Bruton's Tyrosine Kinase (BTK) is considered crucial in the activation and survival of both physiological and malignant B-cells. In recent years, ibrutinib, an oral BTK inhibitor, became a breakthrough therapy for hematological malignancies, such as chronic lymphocytic. However, ibrutinib's feasibility might not end there. Several other kinases with established involvement with solid malignancies (i.e., EGFR, HER2) have been found to be inhibited by this agent. Recent discoveries indicate that BTK is a potential anti-solid tumor therapy target. Consequently, ibrutinib, a BTK-inhibitor, has been studied as a therapeutic option in solid malignancies. While most preclinical studies indicate ibrutinib to be an effective therapeutic option in some specific indications, such as NSCLC and breast cancer, clinical trials contradict these observations. Nevertheless, while ibrutinib failed as a monotherapy, it might become an interesting part of a multidrug regime: not only has a synergism between ibrutinib and other compounds, such as trametinib or dactolisib, been observed in vitro, but this BTK inhibitor has also been established as a radio- and chemosensitizer. This review aims to describe the milestones in translating BTK inhibitors to solid tumors in order to understand the future potential of this agent better.
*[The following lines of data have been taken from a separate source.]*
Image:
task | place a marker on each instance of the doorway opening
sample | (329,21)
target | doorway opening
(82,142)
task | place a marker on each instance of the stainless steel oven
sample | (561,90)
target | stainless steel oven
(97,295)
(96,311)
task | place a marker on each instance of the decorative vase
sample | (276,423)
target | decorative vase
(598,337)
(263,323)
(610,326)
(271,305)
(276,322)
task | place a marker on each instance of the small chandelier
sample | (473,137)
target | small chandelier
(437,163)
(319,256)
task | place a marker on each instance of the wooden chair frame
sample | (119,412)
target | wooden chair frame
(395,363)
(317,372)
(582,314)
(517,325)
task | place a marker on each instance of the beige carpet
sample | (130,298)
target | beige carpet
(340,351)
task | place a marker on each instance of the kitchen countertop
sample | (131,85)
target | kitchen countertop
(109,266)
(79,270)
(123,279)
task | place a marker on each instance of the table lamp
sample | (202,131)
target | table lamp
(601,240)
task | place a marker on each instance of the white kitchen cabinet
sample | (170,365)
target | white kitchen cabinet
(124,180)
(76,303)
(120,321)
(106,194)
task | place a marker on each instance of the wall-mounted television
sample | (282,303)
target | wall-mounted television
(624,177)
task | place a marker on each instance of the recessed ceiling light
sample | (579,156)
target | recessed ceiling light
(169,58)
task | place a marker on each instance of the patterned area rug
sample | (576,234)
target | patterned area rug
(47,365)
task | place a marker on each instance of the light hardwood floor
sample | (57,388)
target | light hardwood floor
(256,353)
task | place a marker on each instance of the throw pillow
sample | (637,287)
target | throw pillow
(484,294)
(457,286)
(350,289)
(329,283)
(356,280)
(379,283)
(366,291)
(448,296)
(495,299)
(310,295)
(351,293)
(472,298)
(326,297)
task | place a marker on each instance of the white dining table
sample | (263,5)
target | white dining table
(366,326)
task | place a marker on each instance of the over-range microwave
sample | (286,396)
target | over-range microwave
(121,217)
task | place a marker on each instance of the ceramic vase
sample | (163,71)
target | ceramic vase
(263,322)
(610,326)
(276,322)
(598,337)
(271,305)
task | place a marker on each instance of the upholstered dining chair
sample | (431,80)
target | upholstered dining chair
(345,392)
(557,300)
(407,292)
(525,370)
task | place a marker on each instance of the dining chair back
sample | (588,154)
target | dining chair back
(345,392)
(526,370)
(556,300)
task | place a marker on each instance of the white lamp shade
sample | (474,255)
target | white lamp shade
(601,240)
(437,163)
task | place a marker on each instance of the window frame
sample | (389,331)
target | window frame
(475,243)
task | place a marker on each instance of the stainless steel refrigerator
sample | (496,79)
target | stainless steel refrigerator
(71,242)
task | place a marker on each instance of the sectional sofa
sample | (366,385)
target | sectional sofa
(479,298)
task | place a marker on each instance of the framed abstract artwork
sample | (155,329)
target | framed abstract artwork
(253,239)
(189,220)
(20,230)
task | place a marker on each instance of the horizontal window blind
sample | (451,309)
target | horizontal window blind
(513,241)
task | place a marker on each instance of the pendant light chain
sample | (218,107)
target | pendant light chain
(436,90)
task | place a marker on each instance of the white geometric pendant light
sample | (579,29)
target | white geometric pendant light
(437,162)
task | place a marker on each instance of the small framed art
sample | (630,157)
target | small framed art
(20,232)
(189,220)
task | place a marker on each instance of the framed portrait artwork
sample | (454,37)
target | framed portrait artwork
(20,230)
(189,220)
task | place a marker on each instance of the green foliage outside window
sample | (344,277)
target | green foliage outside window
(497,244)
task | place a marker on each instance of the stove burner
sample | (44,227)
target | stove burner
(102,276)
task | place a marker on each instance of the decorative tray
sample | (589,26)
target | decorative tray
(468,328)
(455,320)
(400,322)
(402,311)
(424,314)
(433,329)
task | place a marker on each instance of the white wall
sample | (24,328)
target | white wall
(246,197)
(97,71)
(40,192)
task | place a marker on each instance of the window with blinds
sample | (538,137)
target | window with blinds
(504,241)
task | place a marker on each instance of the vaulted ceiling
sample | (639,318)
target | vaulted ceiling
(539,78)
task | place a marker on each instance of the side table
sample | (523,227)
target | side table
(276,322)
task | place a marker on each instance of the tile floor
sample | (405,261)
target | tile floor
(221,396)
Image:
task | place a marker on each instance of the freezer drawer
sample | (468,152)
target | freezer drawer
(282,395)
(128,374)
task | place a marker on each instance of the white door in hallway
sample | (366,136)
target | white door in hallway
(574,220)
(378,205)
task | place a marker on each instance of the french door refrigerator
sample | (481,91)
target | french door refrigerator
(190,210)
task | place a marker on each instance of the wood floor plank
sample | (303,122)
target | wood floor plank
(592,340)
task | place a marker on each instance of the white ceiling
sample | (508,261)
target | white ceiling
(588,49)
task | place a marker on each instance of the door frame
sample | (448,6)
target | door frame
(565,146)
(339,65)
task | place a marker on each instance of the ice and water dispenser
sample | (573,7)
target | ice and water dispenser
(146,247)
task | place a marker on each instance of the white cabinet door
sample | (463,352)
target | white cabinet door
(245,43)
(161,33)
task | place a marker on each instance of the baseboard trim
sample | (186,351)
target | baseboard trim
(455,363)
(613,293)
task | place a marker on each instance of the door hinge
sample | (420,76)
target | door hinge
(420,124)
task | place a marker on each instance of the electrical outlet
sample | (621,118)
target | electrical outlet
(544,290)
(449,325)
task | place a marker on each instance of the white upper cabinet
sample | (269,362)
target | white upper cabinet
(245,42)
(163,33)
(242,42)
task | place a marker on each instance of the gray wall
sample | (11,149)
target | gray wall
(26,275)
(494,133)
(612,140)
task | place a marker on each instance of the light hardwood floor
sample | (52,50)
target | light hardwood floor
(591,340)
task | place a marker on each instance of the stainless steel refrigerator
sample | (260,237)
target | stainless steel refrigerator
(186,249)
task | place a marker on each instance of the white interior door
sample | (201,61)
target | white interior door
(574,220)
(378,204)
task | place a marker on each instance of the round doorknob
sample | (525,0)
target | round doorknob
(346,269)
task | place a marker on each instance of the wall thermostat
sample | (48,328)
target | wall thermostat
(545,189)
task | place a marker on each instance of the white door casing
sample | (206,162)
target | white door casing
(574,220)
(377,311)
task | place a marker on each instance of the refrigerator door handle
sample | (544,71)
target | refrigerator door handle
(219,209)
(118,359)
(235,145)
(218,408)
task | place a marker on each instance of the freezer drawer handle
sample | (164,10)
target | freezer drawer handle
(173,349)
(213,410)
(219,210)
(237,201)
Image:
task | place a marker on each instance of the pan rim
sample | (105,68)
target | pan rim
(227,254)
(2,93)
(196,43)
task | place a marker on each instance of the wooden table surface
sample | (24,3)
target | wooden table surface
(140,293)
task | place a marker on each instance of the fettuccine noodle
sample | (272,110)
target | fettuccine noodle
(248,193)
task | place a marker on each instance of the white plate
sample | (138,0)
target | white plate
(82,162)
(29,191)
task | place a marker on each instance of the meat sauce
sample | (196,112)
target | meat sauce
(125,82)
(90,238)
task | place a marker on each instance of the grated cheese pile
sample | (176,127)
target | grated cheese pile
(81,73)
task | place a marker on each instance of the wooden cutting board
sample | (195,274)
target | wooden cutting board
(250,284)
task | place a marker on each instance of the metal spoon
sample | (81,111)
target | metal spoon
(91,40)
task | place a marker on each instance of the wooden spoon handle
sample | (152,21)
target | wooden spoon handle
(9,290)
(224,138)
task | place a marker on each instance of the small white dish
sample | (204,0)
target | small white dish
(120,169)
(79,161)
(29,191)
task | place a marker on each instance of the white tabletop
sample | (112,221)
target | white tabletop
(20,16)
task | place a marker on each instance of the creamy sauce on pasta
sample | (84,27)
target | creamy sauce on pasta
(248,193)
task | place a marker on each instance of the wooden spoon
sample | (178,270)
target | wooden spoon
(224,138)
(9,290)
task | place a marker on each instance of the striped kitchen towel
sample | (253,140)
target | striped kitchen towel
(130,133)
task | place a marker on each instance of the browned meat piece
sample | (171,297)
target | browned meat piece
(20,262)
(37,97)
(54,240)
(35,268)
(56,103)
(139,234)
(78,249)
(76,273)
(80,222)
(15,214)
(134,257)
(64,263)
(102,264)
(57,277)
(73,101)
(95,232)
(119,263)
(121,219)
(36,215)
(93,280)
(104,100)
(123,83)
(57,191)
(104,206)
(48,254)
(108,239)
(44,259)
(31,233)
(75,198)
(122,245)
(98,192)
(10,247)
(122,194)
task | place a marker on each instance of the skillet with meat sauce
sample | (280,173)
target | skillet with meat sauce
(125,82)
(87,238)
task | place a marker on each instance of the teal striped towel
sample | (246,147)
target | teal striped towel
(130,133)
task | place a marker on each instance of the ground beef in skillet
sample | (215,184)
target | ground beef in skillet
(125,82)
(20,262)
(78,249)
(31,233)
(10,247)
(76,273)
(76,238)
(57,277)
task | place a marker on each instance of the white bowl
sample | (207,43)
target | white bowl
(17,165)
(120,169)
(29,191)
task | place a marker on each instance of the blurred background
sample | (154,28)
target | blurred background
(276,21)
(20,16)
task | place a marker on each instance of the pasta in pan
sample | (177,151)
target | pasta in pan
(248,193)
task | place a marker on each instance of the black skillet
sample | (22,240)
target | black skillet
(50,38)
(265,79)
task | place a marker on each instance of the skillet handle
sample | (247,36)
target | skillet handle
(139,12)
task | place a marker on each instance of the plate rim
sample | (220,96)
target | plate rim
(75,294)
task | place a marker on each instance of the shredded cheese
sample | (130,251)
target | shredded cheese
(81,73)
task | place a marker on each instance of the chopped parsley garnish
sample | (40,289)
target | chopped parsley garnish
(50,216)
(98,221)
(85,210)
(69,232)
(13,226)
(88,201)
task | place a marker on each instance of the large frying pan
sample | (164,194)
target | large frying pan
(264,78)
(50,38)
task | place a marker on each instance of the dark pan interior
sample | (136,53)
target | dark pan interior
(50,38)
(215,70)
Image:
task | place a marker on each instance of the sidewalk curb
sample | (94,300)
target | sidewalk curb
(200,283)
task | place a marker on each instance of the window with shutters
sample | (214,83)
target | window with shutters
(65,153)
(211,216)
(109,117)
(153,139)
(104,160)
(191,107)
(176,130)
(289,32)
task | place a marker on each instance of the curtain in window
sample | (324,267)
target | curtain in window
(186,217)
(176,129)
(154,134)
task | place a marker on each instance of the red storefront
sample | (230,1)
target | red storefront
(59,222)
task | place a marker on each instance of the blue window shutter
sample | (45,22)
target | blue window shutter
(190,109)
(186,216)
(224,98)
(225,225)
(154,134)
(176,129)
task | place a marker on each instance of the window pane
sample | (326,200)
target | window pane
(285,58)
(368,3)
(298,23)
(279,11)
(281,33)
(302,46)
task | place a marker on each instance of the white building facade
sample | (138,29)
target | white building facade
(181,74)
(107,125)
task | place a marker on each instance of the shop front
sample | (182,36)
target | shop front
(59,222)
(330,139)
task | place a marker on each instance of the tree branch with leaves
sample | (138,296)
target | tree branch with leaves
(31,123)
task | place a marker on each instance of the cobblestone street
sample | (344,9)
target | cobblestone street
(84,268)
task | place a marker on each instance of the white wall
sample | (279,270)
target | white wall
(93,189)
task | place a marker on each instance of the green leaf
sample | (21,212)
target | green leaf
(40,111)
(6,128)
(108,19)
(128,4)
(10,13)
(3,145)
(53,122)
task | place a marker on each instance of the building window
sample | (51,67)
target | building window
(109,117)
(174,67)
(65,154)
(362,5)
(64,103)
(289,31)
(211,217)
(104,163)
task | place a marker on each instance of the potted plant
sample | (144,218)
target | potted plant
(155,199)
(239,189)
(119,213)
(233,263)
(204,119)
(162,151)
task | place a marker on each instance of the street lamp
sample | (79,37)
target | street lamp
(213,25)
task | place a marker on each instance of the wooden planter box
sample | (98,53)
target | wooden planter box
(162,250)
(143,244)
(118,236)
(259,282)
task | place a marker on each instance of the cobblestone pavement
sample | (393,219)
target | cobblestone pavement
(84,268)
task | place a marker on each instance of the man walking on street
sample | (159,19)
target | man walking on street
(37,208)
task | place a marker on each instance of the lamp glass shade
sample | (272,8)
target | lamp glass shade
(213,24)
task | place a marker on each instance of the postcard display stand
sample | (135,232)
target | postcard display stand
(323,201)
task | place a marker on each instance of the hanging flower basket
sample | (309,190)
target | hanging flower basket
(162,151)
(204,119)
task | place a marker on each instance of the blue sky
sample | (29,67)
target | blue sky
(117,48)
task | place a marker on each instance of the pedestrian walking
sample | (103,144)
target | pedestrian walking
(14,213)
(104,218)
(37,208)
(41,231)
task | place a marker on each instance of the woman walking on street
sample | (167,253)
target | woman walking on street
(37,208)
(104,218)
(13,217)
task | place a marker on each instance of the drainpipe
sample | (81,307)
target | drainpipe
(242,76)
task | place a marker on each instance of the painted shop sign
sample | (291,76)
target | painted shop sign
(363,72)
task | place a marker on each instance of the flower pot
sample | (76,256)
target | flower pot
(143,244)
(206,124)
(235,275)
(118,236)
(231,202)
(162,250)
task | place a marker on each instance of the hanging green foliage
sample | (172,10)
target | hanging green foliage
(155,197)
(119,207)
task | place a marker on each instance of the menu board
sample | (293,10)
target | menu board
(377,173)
布鲁顿酪氨酸激酶(BTK)被认为在生理和恶性 B 细胞的激活和存活中至关重要。近年来,一种口服 BTK 抑制剂伊布替尼成为治疗血液恶性肿瘤(如慢性淋巴细胞白血病)的突破性疗法。然而,伊布替尼的可行性可能不止于此。其他几种已确定与实体恶性肿瘤(即 EGFR、HER2)有关的激酶也被发现被该药物抑制。最近的发现表明,BTK 是一种潜在的治疗实体肿瘤的靶点。因此,BTK 抑制剂伊布替尼已被研究作为实体恶性肿瘤的治疗选择。虽然大多数临床前研究表明伊布替尼在某些特定适应症(如 NSCLC 和乳腺癌)中是一种有效的治疗选择,但临床试验与这些观察结果相矛盾。然而,尽管伊布替尼作为单一疗法失败,但它可能成为多药治疗方案的一个有趣部分:不仅在体外观察到伊布替尼与其他化合物(如 trametinib 或 dactolisib)之间存在协同作用,而且这种 BTK 抑制剂也已被确立为放射增敏剂和化疗增敏剂。本综述旨在描述将 BTK 抑制剂转化为实体瘤的里程碑,以更好地了解该药物的未来潜力。